Domain of the inner function $\sqrt{x^2 + 1}$ : $x^2 + 1 \geq 0$ , which holds for all real numbers x
Domain of the outer function $\ln u$ : $u > 0$ , i.e., $\sqrt{x^2 + 1} > 0$
Since $x^2 + 1 \geq 1 > 0$ , so $\sqrt{x^2 + 1} > 0$ holds for all real numbers x

Answer: The domain is $\mathbb{R}$ (all real numbers).

$\mathbb{R}$ (blackboard bold R): This is the standard mathematical symbol for the set of real numbers (Real numbers), i.e., the set of all real numbers.
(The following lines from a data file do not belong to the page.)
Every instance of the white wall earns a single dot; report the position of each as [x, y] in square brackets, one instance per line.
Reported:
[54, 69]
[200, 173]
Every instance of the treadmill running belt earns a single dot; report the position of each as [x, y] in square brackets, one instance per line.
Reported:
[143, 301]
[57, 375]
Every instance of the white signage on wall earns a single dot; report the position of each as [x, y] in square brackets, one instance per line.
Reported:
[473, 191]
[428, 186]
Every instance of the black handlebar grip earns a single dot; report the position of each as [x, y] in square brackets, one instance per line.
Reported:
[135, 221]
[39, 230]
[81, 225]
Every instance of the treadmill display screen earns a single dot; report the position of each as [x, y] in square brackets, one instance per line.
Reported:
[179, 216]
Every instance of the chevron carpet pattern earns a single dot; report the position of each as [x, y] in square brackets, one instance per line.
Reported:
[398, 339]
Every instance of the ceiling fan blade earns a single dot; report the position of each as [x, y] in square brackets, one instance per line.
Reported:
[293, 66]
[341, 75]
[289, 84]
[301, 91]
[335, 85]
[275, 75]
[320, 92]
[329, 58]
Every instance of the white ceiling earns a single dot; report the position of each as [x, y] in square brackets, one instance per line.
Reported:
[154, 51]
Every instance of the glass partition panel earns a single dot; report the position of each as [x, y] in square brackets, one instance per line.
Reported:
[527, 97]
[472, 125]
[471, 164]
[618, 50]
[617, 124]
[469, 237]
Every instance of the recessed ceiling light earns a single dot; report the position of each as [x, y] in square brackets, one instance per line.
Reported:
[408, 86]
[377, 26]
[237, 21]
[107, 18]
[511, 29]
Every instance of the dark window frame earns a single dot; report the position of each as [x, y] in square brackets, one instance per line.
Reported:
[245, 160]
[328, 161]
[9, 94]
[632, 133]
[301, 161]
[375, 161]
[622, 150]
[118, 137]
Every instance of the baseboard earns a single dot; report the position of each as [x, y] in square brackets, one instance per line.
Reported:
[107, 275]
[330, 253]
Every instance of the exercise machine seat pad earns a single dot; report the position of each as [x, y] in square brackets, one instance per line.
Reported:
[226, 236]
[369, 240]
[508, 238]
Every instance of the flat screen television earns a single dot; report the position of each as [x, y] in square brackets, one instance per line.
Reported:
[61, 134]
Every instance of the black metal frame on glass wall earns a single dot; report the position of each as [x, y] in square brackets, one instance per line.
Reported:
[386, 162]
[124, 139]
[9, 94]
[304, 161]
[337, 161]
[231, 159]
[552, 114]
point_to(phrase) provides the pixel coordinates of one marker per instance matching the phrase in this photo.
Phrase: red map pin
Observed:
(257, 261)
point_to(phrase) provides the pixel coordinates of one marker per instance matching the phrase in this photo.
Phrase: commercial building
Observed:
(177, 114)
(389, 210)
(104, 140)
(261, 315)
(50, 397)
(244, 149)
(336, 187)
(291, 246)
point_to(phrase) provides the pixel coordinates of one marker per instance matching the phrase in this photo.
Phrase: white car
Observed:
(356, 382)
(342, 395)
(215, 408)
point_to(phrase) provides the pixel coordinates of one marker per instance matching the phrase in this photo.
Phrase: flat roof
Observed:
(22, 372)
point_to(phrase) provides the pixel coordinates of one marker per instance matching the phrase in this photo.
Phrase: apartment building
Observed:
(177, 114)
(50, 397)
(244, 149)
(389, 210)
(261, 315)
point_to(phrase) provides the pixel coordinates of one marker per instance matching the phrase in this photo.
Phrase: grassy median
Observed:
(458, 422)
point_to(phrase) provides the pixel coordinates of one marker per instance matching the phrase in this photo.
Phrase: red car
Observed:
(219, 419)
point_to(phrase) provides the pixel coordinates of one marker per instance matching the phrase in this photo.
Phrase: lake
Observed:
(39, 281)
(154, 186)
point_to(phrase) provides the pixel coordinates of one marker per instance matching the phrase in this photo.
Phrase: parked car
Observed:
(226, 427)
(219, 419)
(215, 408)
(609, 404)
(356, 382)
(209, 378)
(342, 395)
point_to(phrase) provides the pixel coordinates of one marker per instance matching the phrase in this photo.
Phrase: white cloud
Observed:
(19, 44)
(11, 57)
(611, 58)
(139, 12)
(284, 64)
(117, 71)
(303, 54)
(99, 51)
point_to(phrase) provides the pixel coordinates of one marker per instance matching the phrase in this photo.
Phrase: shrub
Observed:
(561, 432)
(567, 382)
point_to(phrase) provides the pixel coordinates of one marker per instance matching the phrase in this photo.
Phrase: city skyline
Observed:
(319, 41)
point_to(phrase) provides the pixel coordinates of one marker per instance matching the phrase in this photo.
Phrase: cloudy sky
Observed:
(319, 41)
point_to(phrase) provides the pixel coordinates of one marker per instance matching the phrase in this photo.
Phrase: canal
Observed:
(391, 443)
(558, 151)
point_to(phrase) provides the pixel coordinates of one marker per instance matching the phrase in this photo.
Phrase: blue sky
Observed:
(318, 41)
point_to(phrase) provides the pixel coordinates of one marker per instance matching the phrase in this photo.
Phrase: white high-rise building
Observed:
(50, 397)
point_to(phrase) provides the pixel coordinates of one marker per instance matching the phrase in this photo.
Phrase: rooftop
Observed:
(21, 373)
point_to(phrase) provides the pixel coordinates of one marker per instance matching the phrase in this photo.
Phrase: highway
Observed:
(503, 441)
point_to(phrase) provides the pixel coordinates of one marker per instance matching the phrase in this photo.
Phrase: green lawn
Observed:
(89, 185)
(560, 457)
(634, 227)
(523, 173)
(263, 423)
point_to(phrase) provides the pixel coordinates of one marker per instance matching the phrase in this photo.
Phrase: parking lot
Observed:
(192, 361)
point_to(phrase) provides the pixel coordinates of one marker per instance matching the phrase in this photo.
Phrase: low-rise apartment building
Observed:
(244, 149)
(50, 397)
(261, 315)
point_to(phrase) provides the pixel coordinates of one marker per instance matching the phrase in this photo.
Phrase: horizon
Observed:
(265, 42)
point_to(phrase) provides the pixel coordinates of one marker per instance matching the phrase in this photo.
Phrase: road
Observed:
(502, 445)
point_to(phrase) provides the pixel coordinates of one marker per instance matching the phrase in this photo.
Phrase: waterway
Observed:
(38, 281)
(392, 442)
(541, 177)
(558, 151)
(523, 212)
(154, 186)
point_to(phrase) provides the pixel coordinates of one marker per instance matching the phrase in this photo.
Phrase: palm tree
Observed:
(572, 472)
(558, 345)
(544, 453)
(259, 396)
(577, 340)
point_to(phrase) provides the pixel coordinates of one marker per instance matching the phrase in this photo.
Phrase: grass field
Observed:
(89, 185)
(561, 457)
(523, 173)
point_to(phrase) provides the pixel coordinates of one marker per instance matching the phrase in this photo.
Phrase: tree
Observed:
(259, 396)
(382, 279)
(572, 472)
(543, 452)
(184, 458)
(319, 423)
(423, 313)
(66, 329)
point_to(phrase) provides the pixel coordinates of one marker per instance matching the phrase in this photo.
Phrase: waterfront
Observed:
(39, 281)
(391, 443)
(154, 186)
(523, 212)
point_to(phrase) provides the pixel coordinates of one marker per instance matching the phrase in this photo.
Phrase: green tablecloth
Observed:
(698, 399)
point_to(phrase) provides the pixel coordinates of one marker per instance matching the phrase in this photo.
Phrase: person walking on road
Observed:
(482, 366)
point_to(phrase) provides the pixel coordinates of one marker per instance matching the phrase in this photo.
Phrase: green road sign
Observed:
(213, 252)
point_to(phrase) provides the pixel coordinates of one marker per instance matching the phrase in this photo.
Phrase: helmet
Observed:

Blackboard bold is a special font style used in mathematics to represent sets, to distinguish set symbols from ordinary variables.

Exercise 2

Find the domain of the composite function $f(x) = \sin(\ln x)$ .

Reference Answer (4 个标签)

composite function domain trigonometric function logarithmic function

Solution Approach: We need to consider the domains of the inner function $\ln x$ and the outer function $\sin u$ respectively.

Detailed Steps:

Domain of the inner function $\ln x$ : $x > 0$
Domain of the outer function $\sin u$ : $u \in \mathbb{R}$ , defined for all real numbers
Therefore the domain of the composite function is the domain of the inner function

Answer: The domain is $(0, +\infty)$ .

Exercise 3

Find the domain of the composite function $f(x) = \sqrt{\frac{1}{x-1}}$ .

Reference Answer (4 个标签)

composite function domain radical function rational function

Solution Approach: We need to consider the domains of the inner function $\frac{1}{x-1}$ and the outer function $\sqrt{u}$ respectively.

Detailed Steps:

Domain of the inner function $\frac{1}{x-1}$ : $x \neq 1$
Domain of the outer function $\sqrt{u}$ : $u \geq 0$ , i.e., $\frac{1}{x-1} \geq 0$
Solve the inequality $\frac{1}{x-1} \geq 0$ $\frac{1}{x - 1} \geq 0$ :
- When $x-1 > 0$ , $\frac{1}{x-1} > 0 \geq 0$ , which holds
- When $x-1 < 0$ , $\frac{1}{x-1} < 0$ , which does not hold
So $x-1 > 0$ , i.e., $x > 1$

Answer: The domain is $(1, +\infty)$ .

Summary

Symbols Appearing in This Article

Symbol	Type	Pronunciation/Explanation	Meaning in This Article
$f(x)$	Mathematical Symbol	f of x	Function notation, representing a function with x as the independent variable
$f(u)$	Mathematical Symbol	f of u	Outer function, with u as the independent variable
$g(x)$	Mathematical Symbol	g of x	Inner function, with x as the independent variable
$f[g(x)]$	Mathematical Symbol	f of g of x	Composite function, composition of f and g
$f \circ g$	Mathematical Symbol	f composed with g	Composite function notation
$f'(x)$	Mathematical Symbol	f prime of x	First derivative of the function
$f'(g(x))$	Mathematical Symbol	f prime of g of x	Derivative of the outer function at the value of the inner function
$\mathbb{R}$	Mathematical Symbol	Blackboard bold R (Real numbers)	Represents the set of real numbers, the set of all real numbers
$(a, +\infty)$	Mathematical Symbol	Open interval	Left-open right-infinite interval

Chinese-English Glossary

Chinese Term	English Term	Pronunciation	Explanation
复合函数	composite function	/ˈkɒmpəzɪt ˈfʌŋkʃən/	A function formed by nesting two or more functions
外层函数	outer function	/ˈaʊtə ˈfʌŋkʃən/	The function at the outer layer in a composite function
内层函数	inner function	/ˈɪnə ˈfʌŋkʃən/	The function at the inner layer in a composite function
交换律	commutative law	/kəˈmjuːtətɪv lɔː/	The property that operations satisfy commutativity
结合律	associative law	/əˈsəʊʃɪətɪv lɔː/	The property that operations satisfy associativity
链式法则	chain rule	/tʃeɪn ruːl/	The rule for differentiating composite functions
嵌套	nesting	/ˈnestɪŋ/	Multi-layer combination of functions

NextInverse Functions学习反函数的定义、性质和求法，掌握反函数与原函数的关系。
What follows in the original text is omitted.